David Portabella
David Portabella

Reputation: 12720

git show remote branches, and filter out HEAD and any other symbolic references

I am writing a script that takes a git repo, and it runs a test for each remote branch. I use the following to get the names of the remote branches:

$ git branch -l -r
  remotes/origin/HEAD -> origin/master
  remotes/origin/master
  remotes/origin/br1

however, I also get symbolic references, such as HEAD. How to I filter out HEAD and any other symbolic reference?

Upvotes: 1

Views: 344

Answers (1)

torek
torek

Reputation: 489035

Any time you want to operate on a set of references, the correct plumbing (script-able) command is likely to be git for-each-ref.

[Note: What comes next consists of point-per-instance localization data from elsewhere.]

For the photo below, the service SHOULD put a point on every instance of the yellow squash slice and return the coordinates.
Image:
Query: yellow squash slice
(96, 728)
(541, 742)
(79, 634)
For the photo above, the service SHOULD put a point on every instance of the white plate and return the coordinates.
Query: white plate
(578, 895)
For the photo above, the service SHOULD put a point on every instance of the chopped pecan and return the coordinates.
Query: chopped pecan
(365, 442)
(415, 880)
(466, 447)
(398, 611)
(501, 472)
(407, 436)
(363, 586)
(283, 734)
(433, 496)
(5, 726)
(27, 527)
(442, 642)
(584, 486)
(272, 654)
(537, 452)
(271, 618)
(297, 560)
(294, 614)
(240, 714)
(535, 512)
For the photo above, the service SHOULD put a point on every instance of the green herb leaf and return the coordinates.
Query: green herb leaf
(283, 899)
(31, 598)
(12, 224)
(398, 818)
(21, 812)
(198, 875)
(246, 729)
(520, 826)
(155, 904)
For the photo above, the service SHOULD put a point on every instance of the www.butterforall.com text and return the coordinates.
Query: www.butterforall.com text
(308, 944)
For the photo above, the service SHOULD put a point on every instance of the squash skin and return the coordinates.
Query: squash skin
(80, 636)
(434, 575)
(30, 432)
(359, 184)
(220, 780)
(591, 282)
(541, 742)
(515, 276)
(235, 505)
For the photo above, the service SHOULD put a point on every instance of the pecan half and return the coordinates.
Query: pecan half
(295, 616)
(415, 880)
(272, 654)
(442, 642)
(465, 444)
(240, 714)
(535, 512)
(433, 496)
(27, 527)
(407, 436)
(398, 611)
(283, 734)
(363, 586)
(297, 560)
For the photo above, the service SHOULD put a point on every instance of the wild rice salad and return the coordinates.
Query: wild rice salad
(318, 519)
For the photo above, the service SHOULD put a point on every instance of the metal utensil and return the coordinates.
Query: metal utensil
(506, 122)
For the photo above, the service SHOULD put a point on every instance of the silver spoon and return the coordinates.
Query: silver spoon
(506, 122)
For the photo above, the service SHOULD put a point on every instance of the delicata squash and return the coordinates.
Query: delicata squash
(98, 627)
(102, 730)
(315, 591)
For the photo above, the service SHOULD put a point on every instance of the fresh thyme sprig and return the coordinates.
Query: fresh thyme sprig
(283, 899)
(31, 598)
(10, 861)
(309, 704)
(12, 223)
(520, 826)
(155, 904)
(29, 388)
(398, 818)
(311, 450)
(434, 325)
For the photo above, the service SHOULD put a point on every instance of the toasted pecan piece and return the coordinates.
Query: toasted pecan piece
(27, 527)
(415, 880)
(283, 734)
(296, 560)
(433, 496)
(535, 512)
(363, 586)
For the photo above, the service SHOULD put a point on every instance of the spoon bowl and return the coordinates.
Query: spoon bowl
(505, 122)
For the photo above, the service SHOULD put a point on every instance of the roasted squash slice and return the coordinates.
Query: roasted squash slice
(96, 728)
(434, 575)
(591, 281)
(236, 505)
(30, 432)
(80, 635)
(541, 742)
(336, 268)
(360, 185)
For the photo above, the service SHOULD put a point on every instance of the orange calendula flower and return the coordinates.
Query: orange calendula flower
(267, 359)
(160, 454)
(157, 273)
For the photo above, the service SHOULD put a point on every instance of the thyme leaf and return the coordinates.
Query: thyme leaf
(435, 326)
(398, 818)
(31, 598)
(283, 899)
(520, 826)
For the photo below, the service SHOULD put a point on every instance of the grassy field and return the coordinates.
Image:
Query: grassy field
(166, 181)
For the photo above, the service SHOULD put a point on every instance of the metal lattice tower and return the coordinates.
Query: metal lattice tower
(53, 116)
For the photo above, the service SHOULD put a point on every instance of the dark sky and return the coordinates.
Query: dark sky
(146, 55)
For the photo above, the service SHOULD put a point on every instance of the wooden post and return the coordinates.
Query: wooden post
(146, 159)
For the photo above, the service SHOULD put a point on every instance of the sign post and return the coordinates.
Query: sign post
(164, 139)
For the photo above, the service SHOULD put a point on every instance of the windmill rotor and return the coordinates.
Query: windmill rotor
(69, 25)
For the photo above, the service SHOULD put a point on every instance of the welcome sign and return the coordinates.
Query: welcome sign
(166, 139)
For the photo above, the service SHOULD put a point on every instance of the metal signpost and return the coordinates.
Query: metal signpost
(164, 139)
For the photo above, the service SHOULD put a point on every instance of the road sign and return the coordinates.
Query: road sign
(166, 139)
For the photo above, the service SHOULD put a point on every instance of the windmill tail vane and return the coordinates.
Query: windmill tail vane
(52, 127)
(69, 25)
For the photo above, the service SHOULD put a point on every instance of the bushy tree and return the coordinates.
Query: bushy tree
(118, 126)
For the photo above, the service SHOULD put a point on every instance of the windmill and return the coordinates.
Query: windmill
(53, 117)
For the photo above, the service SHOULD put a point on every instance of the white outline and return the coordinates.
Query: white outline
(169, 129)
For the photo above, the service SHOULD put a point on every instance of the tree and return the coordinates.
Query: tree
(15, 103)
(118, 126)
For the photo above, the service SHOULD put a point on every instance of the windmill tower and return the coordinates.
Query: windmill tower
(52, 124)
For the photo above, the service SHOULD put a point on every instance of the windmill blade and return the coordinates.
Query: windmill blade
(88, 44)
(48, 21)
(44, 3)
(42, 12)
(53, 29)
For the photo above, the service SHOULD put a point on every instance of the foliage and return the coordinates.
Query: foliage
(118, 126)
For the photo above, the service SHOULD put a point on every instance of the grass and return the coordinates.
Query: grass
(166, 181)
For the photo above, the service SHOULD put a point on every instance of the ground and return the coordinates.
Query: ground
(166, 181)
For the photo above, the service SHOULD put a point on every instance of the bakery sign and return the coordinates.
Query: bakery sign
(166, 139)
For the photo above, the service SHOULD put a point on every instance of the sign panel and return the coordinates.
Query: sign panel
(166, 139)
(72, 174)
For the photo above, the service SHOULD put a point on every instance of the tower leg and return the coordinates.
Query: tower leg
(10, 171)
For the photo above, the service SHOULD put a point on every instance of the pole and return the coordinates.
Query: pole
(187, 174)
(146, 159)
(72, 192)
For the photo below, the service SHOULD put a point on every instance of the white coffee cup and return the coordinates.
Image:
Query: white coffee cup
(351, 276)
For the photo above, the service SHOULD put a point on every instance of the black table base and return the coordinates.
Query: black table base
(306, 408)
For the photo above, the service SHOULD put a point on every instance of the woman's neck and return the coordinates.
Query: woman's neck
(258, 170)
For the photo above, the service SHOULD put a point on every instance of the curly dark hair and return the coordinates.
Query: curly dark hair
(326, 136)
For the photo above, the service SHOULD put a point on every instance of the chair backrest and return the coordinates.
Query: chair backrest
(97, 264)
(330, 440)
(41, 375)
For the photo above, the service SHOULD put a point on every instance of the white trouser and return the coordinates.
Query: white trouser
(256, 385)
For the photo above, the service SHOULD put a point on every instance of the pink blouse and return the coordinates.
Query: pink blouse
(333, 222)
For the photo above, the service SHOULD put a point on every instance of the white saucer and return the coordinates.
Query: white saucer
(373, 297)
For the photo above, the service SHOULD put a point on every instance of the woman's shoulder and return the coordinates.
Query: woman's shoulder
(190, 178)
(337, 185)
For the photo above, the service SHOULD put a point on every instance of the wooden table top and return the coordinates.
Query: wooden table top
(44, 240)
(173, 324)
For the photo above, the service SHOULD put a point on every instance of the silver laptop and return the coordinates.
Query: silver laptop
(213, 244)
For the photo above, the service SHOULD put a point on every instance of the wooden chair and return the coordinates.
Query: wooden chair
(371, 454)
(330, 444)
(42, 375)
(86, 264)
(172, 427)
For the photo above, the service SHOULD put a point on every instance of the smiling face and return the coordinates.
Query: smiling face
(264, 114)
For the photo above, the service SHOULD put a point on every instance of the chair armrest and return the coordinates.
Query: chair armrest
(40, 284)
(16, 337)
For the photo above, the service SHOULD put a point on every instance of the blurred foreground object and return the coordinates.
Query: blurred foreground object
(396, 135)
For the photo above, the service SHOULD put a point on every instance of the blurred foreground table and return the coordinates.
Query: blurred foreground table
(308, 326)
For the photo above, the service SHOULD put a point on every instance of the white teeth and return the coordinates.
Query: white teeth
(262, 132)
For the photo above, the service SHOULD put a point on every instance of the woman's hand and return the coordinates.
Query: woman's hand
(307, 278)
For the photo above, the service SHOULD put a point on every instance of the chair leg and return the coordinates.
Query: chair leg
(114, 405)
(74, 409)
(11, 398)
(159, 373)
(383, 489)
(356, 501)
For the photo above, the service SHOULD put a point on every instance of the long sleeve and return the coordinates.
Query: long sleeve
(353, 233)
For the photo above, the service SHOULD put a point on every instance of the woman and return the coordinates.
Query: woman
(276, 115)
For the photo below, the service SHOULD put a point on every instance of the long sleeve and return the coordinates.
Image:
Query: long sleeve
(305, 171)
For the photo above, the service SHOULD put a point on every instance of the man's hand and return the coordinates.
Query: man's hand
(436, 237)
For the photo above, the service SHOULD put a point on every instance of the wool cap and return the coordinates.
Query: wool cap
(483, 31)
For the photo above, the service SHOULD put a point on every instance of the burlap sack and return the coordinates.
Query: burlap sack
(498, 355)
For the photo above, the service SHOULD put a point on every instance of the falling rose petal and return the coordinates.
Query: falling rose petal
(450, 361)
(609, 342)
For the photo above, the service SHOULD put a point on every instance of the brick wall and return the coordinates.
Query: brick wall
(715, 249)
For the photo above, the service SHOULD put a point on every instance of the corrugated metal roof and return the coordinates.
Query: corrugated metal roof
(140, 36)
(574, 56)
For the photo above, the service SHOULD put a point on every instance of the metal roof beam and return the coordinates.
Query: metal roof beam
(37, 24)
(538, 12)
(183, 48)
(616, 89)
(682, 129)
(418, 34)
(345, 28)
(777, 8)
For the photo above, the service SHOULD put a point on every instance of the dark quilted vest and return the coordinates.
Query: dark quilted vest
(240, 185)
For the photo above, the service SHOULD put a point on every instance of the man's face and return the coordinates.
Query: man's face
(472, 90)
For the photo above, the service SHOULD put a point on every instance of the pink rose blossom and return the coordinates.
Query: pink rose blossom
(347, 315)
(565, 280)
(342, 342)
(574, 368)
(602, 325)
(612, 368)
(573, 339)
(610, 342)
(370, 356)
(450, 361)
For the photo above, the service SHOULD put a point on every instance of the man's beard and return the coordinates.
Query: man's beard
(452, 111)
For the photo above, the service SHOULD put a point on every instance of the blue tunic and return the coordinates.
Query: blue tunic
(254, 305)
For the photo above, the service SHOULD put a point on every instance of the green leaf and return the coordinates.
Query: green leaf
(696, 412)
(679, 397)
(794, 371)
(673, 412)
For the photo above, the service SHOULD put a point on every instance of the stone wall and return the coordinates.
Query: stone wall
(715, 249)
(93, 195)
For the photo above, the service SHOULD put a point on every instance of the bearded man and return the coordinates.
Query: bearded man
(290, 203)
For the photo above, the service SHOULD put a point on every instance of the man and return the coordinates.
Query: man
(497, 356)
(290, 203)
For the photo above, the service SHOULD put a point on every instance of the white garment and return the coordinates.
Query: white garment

In this case, for instance:

$ git for-each-ref --format '%(refname)' refs/remotes |
> while read ref; do
>     if git symbolic-ref -q $ref > /dev/null; then
>         echo sym $ref
>     else
>        echo reg $ref
>    fi
> done
sym refs/remotes/origin/HEAD
reg refs/remotes/origin/maint
reg refs/remotes/origin/master
reg refs/remotes/origin/next
reg refs/remotes/origin/pu
reg refs/remotes/origin/todo

To skip the symbolic references entirely, you can change the if/then clause to if ! git symbolic-ref -q $ref > /dev/null; then (and drop the else entirely). To do something interesting with the symbolic references and their targets, save the output from git symbolic-ref in a variable, instead of redirecting it to /dev/null (but retain the -q to prevent it from complaining to stderr for all non-symbolic refs).

The for-each-ref command lets you operate on any sensible subset of references, including specific remotes, or all local branches (refs/heads).